Your browser does not support JavaScript!

Repérer l'essentiel de l'information • Chercher le sens de l'événement • Comprendre l'évolution de la Chine

›› Chine - monde

Chine - États-Unis. La variable Trump et les talents chinois de stratégie oblique

Le 23 janvier, lors de son discours à distance à la 55e réunion annuelle du Forum économique mondial de Davos, Donald Trump a étrillé l’UE et ménagé la Chine.


*

C’est une affaire entendue, le style et la parole de D. Trump qui casse du bois à la hache et élague la bien-pensance tous azimuts, y compris par une longue collection d’approximations et de mensonges, sont un surgissement iconoclaste dans la sphère de la diplomatie traditionnelle au discours feutré et prudent.

Le 23 janvier, en s’adressant par visio-conférence au forum mondial de Davos, par un discours brutal et sans nuances qui, au passage, a été applaudi par l’assistance des grands patrons de l’économie mondiale patronnés par le Wall Street Journal et les génies de la Silicon Valley, il n’a pas manqué à sa réputation.

Ses accusations débarrassées de toute prudence, manquant de manière dérangeante à la plus élémentaire courtoisie, ont impitoyablement visé l’administration Biden accusée d’avoir ruiné l’Amérique et laissé en héritage un « chaos économique » (…)

Disons-le sans détour, ses mots étaient d’une violence sans précèdent dans ce type de cénacle. « Nous allons agir avec une rapidité jamais vue pour résoudre toutes les crises auxquelles notre pays est confronté et réparer les catastrophes dont nous avons hérité d’un groupe de personnes totalement incompétentes. »

Et « Au cours des quatre dernières années, notre gouvernement a dépensé inutilement 8 000 milliards de dollars, imposé des restrictions énergétiques destructrices pour la Nation et, comme jamais auparavant, multiplié les réglementations paralysantes et les taxes cachées. »

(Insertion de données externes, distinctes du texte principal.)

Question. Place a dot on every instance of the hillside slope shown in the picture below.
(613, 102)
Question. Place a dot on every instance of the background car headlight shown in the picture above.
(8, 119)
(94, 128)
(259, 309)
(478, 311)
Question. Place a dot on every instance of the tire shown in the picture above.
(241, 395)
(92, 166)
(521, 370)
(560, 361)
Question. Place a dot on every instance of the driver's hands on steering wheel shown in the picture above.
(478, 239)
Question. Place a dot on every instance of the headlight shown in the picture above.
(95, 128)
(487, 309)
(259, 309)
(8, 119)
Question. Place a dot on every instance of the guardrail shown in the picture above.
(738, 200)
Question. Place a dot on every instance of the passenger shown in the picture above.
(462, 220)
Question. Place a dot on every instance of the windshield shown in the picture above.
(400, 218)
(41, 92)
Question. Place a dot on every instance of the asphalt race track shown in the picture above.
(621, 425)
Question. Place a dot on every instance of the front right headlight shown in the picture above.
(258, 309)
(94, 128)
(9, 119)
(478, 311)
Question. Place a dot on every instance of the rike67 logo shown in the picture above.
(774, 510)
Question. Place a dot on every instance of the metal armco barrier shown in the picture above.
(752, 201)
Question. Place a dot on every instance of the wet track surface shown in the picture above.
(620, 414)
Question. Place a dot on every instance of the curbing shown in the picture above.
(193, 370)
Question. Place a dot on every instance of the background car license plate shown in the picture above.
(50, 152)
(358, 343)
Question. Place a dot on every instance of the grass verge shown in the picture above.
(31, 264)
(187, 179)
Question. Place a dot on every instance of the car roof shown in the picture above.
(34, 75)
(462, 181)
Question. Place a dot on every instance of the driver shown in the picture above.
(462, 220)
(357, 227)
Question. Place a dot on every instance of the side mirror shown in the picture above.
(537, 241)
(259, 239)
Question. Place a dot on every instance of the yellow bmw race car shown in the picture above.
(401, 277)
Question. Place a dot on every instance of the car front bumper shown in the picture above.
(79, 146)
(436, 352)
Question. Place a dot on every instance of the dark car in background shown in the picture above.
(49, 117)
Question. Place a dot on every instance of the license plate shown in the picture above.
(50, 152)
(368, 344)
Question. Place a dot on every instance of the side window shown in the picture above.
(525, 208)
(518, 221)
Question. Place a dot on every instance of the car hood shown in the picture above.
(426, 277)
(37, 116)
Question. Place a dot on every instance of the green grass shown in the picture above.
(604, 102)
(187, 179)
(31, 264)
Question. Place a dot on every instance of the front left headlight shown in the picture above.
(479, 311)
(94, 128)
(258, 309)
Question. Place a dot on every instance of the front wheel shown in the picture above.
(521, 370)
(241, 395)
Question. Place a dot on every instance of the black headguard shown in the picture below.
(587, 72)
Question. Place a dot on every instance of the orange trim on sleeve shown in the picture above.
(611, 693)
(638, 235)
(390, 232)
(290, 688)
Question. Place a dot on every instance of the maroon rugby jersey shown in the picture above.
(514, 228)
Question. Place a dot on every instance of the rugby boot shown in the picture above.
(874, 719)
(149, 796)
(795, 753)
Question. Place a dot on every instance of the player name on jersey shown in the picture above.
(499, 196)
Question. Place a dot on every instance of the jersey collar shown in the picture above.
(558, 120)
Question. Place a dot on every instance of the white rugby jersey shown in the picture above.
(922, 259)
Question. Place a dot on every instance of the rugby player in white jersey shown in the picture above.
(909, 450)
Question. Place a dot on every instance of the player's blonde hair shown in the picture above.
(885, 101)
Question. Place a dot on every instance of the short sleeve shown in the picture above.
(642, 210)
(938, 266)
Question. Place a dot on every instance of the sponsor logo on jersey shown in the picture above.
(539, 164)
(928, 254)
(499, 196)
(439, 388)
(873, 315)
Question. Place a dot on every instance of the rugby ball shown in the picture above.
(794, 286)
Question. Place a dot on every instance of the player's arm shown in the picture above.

Concrètement, tournant résolument le dos aux mesures préconisées par les différentes conférences sur le Climat, sa priorité énergétique décrétée d’urgence nationale sera, dit-il « d’augmenter la production de combustibles fossiles et de reconstituer les réserves de pétrole épuisées. »

À son administration, il a, ciblant directement l’actuelle prévalence chinoise du secteur, ordonné de supprimer en Amérique les subventions et les politiques favorisant les véhicules électriques. Simultanément, les subsides publics seront redirigés vers le développement rapide de l’Intelligence artificielle.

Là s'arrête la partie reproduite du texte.